Variational Wavefunction for the Periodic Anderson Model with Onsite Correlation Factors

TL;DR

This paper introduces a full onsite-correlation wavefunction (FOWF) for the periodic Anderson model, improving energy estimates over the Gutzwiller wavefunction (GWF) while maintaining similar physical predictions.

Contribution

The paper develops and tests a new variational wavefunction (FOWF) that extends GWF by including onsite configuration probabilities, showing improved energy calculations.

Findings

FOWF significantly lowers the variational energy compared to GWF.

Physical quantities remain similar between FOWF and GWF in the same phase.
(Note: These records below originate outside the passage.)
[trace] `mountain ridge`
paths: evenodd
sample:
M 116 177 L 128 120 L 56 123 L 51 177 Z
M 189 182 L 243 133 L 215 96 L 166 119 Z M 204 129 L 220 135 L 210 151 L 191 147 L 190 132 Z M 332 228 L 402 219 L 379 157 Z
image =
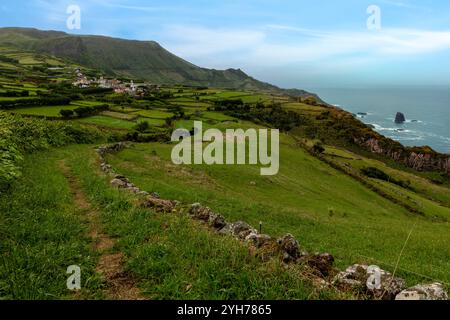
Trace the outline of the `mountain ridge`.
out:
M 0 28 L 0 45 L 8 45 L 100 69 L 111 76 L 138 78 L 158 84 L 212 86 L 264 91 L 291 96 L 314 96 L 300 89 L 282 89 L 259 81 L 241 69 L 199 67 L 166 50 L 156 41 L 74 35 L 34 28 Z

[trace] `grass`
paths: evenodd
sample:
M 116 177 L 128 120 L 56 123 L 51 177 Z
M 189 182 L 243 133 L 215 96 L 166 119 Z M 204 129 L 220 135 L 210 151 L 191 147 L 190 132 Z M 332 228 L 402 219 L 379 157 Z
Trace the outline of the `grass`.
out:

FOWF provides insights into the limitations of GWF for the periodic Anderson model.

Abstract

We propose a variational wavefunction containing parameters to tune the probabilities of all the possible onsite configurations for the periodic Anderson model. We call it the full onsite-correlation wavefunction (FOWF). This is a simple extension of the Gutzwiller wavefunction (GWF), in which one parameter is included to tune the double occupancy of the f electrons at the same site. We compare the energy of the GWF and the FOWF evaluated by the variational Monte Carlo method and that obtained with the density-matrix renormalization group method. We find that the energy is considerably improved in the FOWF. On the other hand, the physical quantities do not change significantly between these two wavefunctions as long as they describe the same phase, such as the paramagnetic phase. From these results, we not only demonstrate the improvement by the FOWF, but we also gain insights on the applicability and limitation of the GWF to the periodic Anderson model.